I’m using VTK 9.01 and Python 3.8.3 and I’m trying to probe point scalar values from a Polydata to a set of target Points.

The target Points lie close to, but not necessarily ON the cells in the polydata and this is causing the output of the vtkProbeFIlter to be patchy - many input points are missed (do not map to a cell) as.I can see by looking at the output vtkValidPointMask.

I have tried,

  1. disabling ComputeTolernace and using a very liberal tolerance
  2. using a CellLocator instead of a PointLocator
  3. tried various FindCellStrategies

but I’m still not getting good results.

So my next strategy is to project the target points onto the Polydata, and probe the projected points. Projecting a set of points onto a PolyDtata seems like something that should have a filter in VTK, but I can’t find one.

So I’ll either have to iterate over every target point using vtkCellLocator.FindClosestPoint() or calculate a normal for every taget point and then use vtkCellLocator.IntersectWithLine()

So I have two questions,

  1. Is there an exitsing filter that can project points to PolyData? (and if so, what’s it called?)
  2. If there is no exitsing filter, are there any other approaches other than the two I outlined above that might work?

Thanks in advance,

Doug

I’m curious, can you give us an idea of how far away the points are from the polydata surface (in both relative (to the size of the polydata cells) and absolute) distance?

Projection is tricky depending on whether you are trying to control the projection direction, or simply trying to find the closest point. If you are simply looking for the closest point, then either a point locator (find closest point) or cell locator (find closest cell) should work. Also, unless you are incrementally modifying the polydata surface as you perform your operations, I suggest you use vtkStaticCellLocator / vtkStaticPointLocator (with threading enabled typically TBB) which are much faster.

Thanks for the reply Will.
In fact only part of this probem turned out to be the the target points not being close enough to the source cells - the real probelm is that the source cells in this case are polygons with more than four edges - and it appears that vtkProbeFilter just doesn’t support this cell topology.

I partially solved the problem using vtkDataSetTriangleFilter to convert these cells to triangles,

But I’m still not fully happy with the result. (This is a validPointMask plot

The source and target are different meshes on the same cylndrical shape - so the deviation betwen the two is really quite small - basically proportional to the chord/arc sagitta. The cylinder diameter here is 130mm and the target mesh cell size is around 10mm

It gets better if I assign a 5mm tolerance (although I would have expected this to map EVERY point)
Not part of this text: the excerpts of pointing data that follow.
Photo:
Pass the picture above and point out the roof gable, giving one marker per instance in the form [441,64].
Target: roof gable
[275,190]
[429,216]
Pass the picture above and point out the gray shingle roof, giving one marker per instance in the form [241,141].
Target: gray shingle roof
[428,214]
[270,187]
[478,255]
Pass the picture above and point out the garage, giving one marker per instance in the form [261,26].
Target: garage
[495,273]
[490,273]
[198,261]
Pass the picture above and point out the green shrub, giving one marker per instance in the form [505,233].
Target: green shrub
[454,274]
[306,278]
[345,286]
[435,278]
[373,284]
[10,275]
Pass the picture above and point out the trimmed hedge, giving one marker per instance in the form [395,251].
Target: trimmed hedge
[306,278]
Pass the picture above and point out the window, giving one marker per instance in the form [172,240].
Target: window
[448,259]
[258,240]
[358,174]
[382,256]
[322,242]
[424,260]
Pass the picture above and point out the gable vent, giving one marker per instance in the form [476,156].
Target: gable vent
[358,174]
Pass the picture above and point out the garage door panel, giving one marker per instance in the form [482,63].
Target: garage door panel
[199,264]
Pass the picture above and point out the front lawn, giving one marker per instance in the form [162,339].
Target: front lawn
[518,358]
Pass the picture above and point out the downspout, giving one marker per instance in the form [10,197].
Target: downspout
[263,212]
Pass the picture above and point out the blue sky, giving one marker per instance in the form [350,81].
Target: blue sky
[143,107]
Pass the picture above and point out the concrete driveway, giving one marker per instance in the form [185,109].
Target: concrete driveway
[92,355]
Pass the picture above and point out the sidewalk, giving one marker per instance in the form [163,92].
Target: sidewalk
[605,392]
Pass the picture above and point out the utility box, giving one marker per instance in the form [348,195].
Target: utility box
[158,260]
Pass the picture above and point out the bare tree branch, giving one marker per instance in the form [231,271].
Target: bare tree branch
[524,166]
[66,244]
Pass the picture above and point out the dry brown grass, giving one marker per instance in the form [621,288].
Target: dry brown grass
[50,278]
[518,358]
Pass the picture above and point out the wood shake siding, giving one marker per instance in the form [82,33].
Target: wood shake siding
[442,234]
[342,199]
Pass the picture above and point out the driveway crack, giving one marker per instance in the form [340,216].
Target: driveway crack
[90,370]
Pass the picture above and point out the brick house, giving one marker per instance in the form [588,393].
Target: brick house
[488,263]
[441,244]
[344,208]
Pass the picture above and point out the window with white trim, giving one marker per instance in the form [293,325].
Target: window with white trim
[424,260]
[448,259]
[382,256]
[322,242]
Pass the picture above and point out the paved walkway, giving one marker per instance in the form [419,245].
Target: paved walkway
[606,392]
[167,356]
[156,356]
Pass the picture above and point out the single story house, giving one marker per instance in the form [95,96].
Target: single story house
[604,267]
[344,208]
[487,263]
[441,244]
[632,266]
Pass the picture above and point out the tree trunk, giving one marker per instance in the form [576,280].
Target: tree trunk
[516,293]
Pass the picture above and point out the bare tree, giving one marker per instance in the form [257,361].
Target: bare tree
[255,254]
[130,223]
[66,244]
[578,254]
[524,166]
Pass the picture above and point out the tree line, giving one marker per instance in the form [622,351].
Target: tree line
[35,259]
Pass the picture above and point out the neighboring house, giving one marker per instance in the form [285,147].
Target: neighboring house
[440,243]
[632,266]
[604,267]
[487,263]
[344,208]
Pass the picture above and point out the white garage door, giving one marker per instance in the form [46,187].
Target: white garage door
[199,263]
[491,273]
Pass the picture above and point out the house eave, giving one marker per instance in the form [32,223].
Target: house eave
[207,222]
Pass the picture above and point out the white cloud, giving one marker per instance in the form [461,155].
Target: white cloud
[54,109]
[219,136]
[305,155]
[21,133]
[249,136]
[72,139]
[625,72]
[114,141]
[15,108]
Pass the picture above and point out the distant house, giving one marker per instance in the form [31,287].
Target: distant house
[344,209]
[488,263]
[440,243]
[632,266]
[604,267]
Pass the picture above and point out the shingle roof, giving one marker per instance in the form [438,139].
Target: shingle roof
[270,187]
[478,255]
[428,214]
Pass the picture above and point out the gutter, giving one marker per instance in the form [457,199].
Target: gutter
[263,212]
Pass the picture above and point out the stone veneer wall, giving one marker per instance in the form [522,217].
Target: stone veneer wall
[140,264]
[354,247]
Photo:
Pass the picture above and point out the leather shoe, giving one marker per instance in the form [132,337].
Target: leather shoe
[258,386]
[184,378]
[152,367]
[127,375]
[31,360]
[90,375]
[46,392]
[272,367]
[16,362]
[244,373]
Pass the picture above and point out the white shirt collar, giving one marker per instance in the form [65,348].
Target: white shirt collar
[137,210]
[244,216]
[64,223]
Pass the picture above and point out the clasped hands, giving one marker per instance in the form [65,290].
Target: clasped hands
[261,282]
But I didn’t have much success with the cellLocator

probe = vtk.vtkProbeFilter()
probe.SetComputeTolerance(False)
probe.SetTolerance(5.0)
locator = vtk.vtkCellLocator()
probe.SetCellLocatorPrototype(locator)

Here are the files I’m using
from_mesh.vtp (1.1 MB) to_mesh.vtp (111.2 KB) triangular_source.vtp (1.3 MB)

Any my testbed Python code

test_project.py (2.9 KB)

Thanks for the data and test script. I will definitely look into this… it’ll likely be next week.

Thanks - I look forward to any guidance you can give

I have used the projection approach for this. You can create a new target by raycasting each point of the target (in the positive and negative direction of its point normal) onto the source mesh. Then the data can be sampled at the new mesh points using vtkResampleWithDatset.

For large target meshes, VTK raycasting may be slow. Intel’s Embree library can be used to accelerate that step. As it appears you are using Python, I suggest using PyVista which already has support for Embree ready casting.